Example of the orders table:

Column Type
id number
order_num string
order_date datetime
status number

Our aud_orders table:

Column Type
aud_id number
id number
order_num string
order_date datetime
status number
operation string
operation_date datetime
username string

Here, aud_id column is primary key for the aud_orders table, while id is the copy of corresponding column from the orders table.

Now, let’s say, we insert a new row into the orders table:

insert into orders(order_num, order_date, status)
values('12-g', 2022-01-01, 1)

This is how our tables will look after commiting this operation:

orders:

id order_num order_date status
1 12-g 2022-01-01 1

aud_orders:

aud_id id order_num order_date status operation operation_date username
1 1 12-g 2022-01-01 1 I 2022-01-01 10:48:01 johndoe

Now, if we change some columns in this row:

update orders
set status = 2
where id = 1

Our orders table will look like this:

id order_num order_date status
1 12-g 2022-01-01 2

And aud_orders table will get another one row:

aud_id id order_num order_date status operation operation_date username
1 1 12-g 2022-01-01 1 I 2022-01-01 10:48:01 johndoe
2 1 12-g 2022-01-01 2 U 2022-01-01 10:52:01 johndoe

And later, if we will be asked for restore previous state of the row, we can easily do this by fetching whole row data from the aud_orders table, something like this:

update orders o
set (o.order_date, o.order_num, o.order_status) = (
    select order_date, order_num, order_status
    from aud_orders ao
    where ao.aud_id = 1)
where id = 1

Since all columns in a shadow table have the same type as in the audited table, we don’t bother about type conversions and don’t have to remember all conventions as it would be if we were using some of the previous audit solutions, where values are converted to strings. However, there are some difficulties with getting the columns that were actually changed. To do this, we need to compare each column in both versions of a row and fetch only those that have different values. Such task may be implemented in plain SQL via analytic functions(LAG), or we can delegate this to a client side, where it can be solved with the help of the general purpose languages(javascript, java, C# etc).

When we delete our row, the orders table became empty, but the aud_orders table will get another one row that represents the whole row right before its deletion:

aud_id id order_num order_date status operation operation_date username
1 1 12-g 2022-01-01 1 I 2022-01-01 10:48:01 johndoe
2 1 12-g 2022-01-01 2 U 2022-01-01 10:52:01 johndoe
3 1 12-g 2022-01-01 2 D 2022-01-02 08:13:28 admin

Therefore, it’s easy to find out how our order looked at the moment of deletion, and probably why it was deleted. Shadow tables also allow us to list all changes for specific row in a table:

select *
from aud_orders
where id = 1

It looks very natural, like you work with the orders table itself, and this is the most powerful and convenient feature of shadow tables.
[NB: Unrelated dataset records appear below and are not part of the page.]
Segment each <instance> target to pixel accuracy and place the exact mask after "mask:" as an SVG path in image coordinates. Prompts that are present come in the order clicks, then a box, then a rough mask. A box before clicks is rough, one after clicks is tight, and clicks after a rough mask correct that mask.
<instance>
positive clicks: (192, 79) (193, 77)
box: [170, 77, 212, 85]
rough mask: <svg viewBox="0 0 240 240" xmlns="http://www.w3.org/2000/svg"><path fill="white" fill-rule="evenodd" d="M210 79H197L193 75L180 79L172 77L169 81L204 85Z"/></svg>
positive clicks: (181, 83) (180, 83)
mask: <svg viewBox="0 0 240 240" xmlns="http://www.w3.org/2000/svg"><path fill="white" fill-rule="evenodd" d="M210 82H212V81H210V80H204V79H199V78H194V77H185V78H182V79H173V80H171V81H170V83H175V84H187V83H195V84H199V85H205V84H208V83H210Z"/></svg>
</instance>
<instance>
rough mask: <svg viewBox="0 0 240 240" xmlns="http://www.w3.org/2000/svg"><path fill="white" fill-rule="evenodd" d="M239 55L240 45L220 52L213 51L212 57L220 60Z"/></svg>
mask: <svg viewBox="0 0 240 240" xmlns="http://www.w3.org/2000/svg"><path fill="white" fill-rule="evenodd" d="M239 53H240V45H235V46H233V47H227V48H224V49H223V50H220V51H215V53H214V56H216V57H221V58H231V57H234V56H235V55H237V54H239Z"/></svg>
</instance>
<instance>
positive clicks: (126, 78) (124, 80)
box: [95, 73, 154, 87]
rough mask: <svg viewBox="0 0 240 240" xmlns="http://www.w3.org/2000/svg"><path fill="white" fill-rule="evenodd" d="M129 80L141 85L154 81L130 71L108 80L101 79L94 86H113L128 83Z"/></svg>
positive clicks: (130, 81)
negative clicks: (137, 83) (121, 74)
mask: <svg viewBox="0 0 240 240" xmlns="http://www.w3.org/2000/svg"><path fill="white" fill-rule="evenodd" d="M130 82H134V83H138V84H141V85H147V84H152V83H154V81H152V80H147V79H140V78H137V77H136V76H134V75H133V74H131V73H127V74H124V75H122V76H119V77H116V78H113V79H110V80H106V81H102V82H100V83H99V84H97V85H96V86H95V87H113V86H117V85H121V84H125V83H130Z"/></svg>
Some databases have their own features for auditing, and they should be preferred over any handmade solution. However, if you feel that default audit capabilities are not enough, feel free to implement your own system that will suit your needs.

Here are some links:

Should all changes be tracked?

Of course not. There is no need to keep an eye on every table like the Big Brother, but it’s also quite hard to say when to use audit and when not. Just “Listen to your soul”.